She nuzzled against Dolokhov’s chest - Anatole would call him Fedya too, she remembered that, but she had never managed except in bed. That was easier with him too. Impulsively, she turned up and brushed against his lips, softly and without bitterness, the way she had not dared to do since the wretched duel, when there was more between them than tension and hushed history and the bright red thread of Anatole’s love. “He’ll never be completely gone, you know.” She whispered in his ear. “Not as long as we’re together and we remember him.”

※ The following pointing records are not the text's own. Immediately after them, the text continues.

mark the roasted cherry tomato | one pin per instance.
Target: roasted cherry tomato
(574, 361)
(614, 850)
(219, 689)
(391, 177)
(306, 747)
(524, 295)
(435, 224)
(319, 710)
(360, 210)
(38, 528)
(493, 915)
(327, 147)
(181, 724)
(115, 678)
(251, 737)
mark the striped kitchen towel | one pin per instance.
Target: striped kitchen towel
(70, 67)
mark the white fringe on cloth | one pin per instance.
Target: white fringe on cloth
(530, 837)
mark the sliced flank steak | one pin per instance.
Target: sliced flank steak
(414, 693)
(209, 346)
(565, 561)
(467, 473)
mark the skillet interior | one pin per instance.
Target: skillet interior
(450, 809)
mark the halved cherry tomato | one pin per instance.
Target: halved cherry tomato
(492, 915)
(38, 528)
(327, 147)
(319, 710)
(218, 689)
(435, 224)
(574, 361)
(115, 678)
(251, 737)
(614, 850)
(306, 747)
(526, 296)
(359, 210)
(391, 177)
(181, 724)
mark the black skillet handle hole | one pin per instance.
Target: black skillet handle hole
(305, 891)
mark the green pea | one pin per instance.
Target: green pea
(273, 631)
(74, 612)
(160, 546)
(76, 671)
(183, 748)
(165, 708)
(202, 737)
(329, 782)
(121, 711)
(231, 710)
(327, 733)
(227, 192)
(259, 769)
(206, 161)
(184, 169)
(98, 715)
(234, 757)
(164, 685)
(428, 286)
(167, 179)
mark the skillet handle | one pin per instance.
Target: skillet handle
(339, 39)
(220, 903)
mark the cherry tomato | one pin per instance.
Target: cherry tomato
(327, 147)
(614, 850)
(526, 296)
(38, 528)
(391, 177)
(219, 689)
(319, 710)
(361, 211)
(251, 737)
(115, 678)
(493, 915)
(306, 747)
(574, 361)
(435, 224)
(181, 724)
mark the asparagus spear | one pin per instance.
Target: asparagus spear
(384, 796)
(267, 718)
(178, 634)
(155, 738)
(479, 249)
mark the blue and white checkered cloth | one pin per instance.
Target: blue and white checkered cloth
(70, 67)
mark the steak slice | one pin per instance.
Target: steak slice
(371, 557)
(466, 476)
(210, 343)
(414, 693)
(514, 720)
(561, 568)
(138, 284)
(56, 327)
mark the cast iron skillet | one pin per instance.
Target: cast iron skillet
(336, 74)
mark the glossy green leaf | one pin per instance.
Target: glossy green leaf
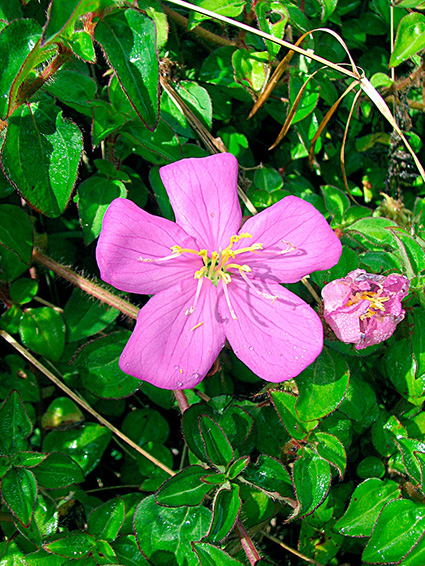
(272, 18)
(28, 459)
(128, 552)
(322, 386)
(270, 475)
(84, 318)
(226, 508)
(74, 545)
(365, 506)
(17, 40)
(61, 412)
(171, 531)
(58, 470)
(100, 372)
(399, 528)
(15, 425)
(146, 425)
(210, 555)
(38, 133)
(42, 330)
(410, 38)
(285, 404)
(185, 489)
(129, 41)
(16, 242)
(44, 522)
(95, 195)
(237, 467)
(85, 444)
(217, 446)
(312, 478)
(19, 491)
(62, 16)
(330, 448)
(105, 522)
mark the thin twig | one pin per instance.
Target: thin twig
(291, 550)
(24, 352)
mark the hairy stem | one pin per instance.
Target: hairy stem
(92, 288)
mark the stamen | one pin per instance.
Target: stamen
(226, 295)
(272, 298)
(190, 310)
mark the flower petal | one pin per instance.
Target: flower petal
(290, 223)
(203, 194)
(128, 234)
(275, 339)
(168, 348)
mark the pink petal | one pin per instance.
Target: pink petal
(291, 222)
(128, 234)
(203, 194)
(275, 339)
(168, 348)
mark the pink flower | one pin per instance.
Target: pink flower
(211, 281)
(363, 308)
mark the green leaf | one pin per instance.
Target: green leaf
(322, 386)
(146, 425)
(105, 522)
(95, 195)
(58, 470)
(62, 412)
(17, 40)
(16, 242)
(15, 425)
(312, 478)
(84, 318)
(272, 18)
(365, 506)
(285, 405)
(210, 555)
(37, 132)
(270, 475)
(226, 508)
(85, 444)
(42, 330)
(28, 459)
(74, 545)
(100, 372)
(44, 522)
(399, 528)
(19, 491)
(217, 446)
(128, 552)
(62, 16)
(410, 38)
(330, 448)
(185, 489)
(129, 42)
(165, 533)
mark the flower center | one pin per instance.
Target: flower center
(375, 302)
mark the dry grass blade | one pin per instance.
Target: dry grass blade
(293, 110)
(32, 360)
(214, 145)
(275, 78)
(325, 120)
(377, 99)
(342, 154)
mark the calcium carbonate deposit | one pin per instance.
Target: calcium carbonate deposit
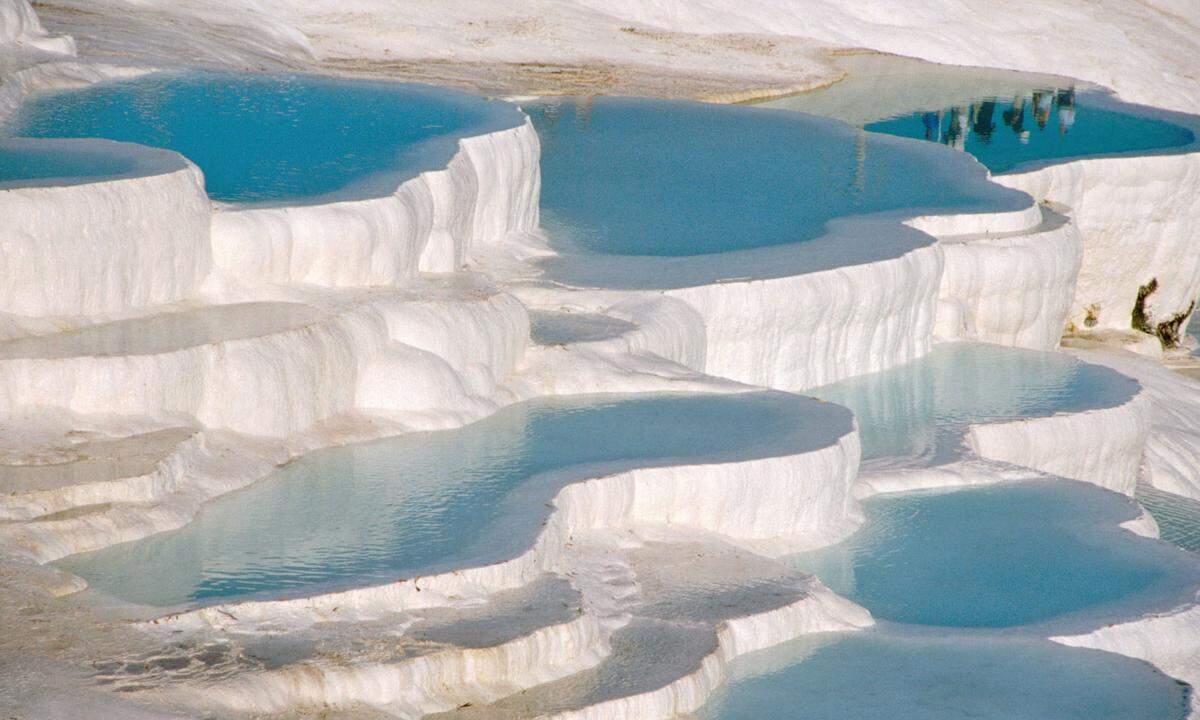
(599, 360)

He sighed and shook his head and thought, if he didn’t speak out loud, something about the romanticism of silly women, but she knew he knew she was right.

~

Bolkonsky died too, it turned out, and Hélène had a monstrous, unwarranted feeling of fairness about it. Dolokhov, always delightfully eager to voice her worst feelings when she deemed it unrefined and inconvenient to do so, mumbled “Good riddance” in her ear. 

She could not blame him for being so crass. She remembered how everyone had whispered about a duel, and the long sleepless night Dolokhov had spent before Anatole left, stroking his hair and staring at his gun. Anatole had confessed to her on the verge of tears that he feared he had provoked Dolokhov too far with this elopement and that he might not want to be his second now if it came to that. Hélène didn’t disagree with that necessarily, but mostly because it was more likely Dolokhov would shoot the man on his own time before it came to a duel at all.

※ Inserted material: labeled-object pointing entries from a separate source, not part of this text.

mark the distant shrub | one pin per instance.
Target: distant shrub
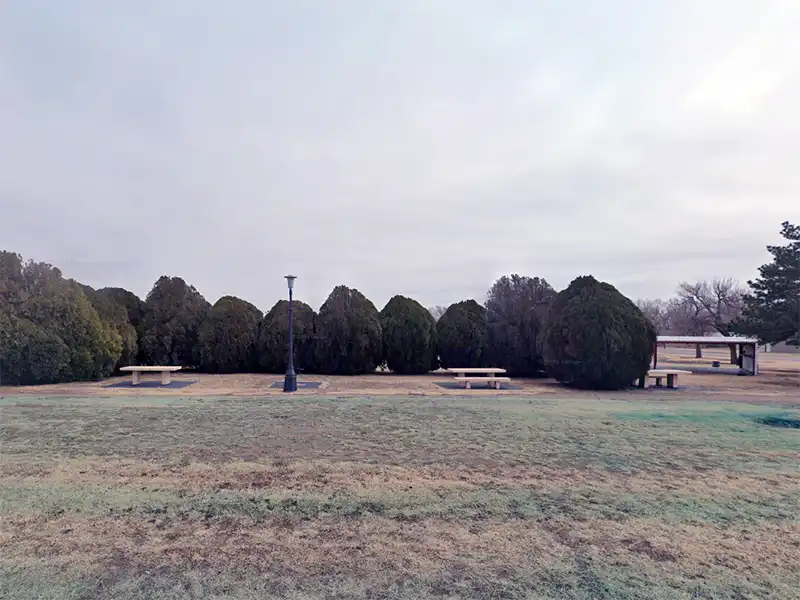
(596, 338)
(227, 339)
(348, 334)
(516, 310)
(462, 335)
(273, 339)
(409, 336)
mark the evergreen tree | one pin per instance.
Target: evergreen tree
(227, 338)
(173, 313)
(348, 334)
(516, 308)
(462, 335)
(596, 338)
(409, 336)
(772, 308)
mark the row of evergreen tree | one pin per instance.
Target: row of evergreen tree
(54, 329)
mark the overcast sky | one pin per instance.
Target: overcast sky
(419, 147)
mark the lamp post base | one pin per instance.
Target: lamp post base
(290, 382)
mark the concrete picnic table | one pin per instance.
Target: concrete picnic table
(467, 375)
(136, 372)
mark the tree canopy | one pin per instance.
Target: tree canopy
(227, 339)
(462, 334)
(173, 313)
(409, 336)
(772, 305)
(115, 313)
(596, 338)
(348, 334)
(516, 310)
(49, 330)
(273, 339)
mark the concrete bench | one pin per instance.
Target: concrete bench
(493, 380)
(467, 371)
(136, 372)
(671, 375)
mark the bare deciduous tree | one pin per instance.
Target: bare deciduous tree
(657, 312)
(716, 304)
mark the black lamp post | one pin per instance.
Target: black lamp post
(290, 381)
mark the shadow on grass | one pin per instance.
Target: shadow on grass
(779, 421)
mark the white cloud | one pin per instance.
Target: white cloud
(406, 147)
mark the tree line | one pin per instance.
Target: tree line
(768, 308)
(54, 329)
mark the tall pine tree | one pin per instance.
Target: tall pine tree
(772, 308)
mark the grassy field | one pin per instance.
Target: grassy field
(309, 498)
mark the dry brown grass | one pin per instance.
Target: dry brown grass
(395, 497)
(779, 382)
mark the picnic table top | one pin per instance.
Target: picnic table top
(657, 372)
(145, 368)
(475, 370)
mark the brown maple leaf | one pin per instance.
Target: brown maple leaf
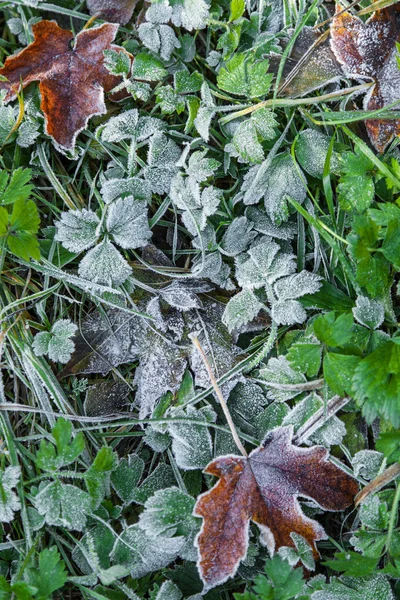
(264, 488)
(73, 79)
(368, 51)
(116, 11)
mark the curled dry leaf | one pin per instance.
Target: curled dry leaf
(116, 11)
(72, 79)
(368, 50)
(264, 488)
(311, 65)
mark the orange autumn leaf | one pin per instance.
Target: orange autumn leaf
(368, 51)
(264, 488)
(116, 11)
(72, 78)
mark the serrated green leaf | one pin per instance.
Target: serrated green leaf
(243, 77)
(52, 457)
(333, 331)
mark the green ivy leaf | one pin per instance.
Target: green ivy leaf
(242, 76)
(20, 228)
(377, 383)
(50, 574)
(356, 187)
(339, 371)
(52, 456)
(333, 331)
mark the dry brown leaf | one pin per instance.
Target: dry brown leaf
(311, 65)
(264, 488)
(368, 51)
(73, 79)
(115, 11)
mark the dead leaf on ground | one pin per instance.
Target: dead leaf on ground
(115, 11)
(264, 488)
(73, 79)
(368, 51)
(311, 65)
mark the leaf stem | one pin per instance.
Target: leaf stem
(393, 518)
(219, 395)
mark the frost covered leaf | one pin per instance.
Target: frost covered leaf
(127, 223)
(200, 167)
(162, 158)
(159, 38)
(53, 456)
(246, 404)
(303, 552)
(76, 230)
(183, 296)
(264, 488)
(97, 477)
(104, 342)
(246, 143)
(121, 127)
(263, 223)
(187, 83)
(113, 189)
(276, 183)
(298, 285)
(374, 587)
(278, 370)
(265, 123)
(191, 443)
(367, 463)
(57, 343)
(237, 237)
(63, 505)
(311, 151)
(243, 76)
(206, 112)
(9, 501)
(305, 356)
(104, 398)
(72, 79)
(143, 554)
(161, 368)
(105, 265)
(117, 11)
(287, 310)
(168, 513)
(377, 383)
(148, 68)
(169, 591)
(15, 187)
(370, 313)
(169, 101)
(197, 204)
(49, 576)
(241, 309)
(266, 264)
(368, 50)
(356, 187)
(190, 14)
(125, 478)
(216, 341)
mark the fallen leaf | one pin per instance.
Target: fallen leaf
(72, 79)
(368, 51)
(264, 488)
(162, 346)
(116, 11)
(311, 65)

Still, Bolkonsky’s death left little Natasha free and only somewhat heartbroken, and the development made Hélène’s dear oaf husband much more compliant with her aspirations of divorce than she could ever have hoped. She handled the meeting with him with the necessary cold grace, hiding her pregnancy and red eyes impeccably and embellishing her speech with sufficient piety, but once he left - with a clumsy but endearing apology for once calling her the source of all depravity and evil in the world, and assuring her he now knew there must be goodness in her too - she fell on her sofa in such a laughing fit Dolokhov had to come in the room and throw a pillow at her to make her stop.

She had not yet decided who she should marry, and she thought it might be a smidge over the tolerance of even the most sophisticated Petersburg society to marry both pregnant and in mourning, so she did not. To make good use of what time she had left, she toured the city with Dolokhov, going from her husband’s mansion to her childhood home and finally Anatole and Dolokhov’s old revel house, where she had only been once before, smuggled in out of pure curiosity to meet her brother’s mysterious friend.

“You didn’t use to be so eager to be seen in carriages with me when we were young, princess Kuragina.” Dolokhov teased her on the way, his eyes glittering in a way she didn’t know she had missed.

She didn’t know how to explain, so she simply said “I am the most scandalous woman in all of Russia now.” and kissed him to change the subject, but he was right. She had been perfect, elegant and calculating for so long because she knew Anatole would need her protection and influence, and because she knew Anatole would always be there to make her laugh and make her reckless when it was needed. She didn’t know why to bother with many things now that she had lost her other half.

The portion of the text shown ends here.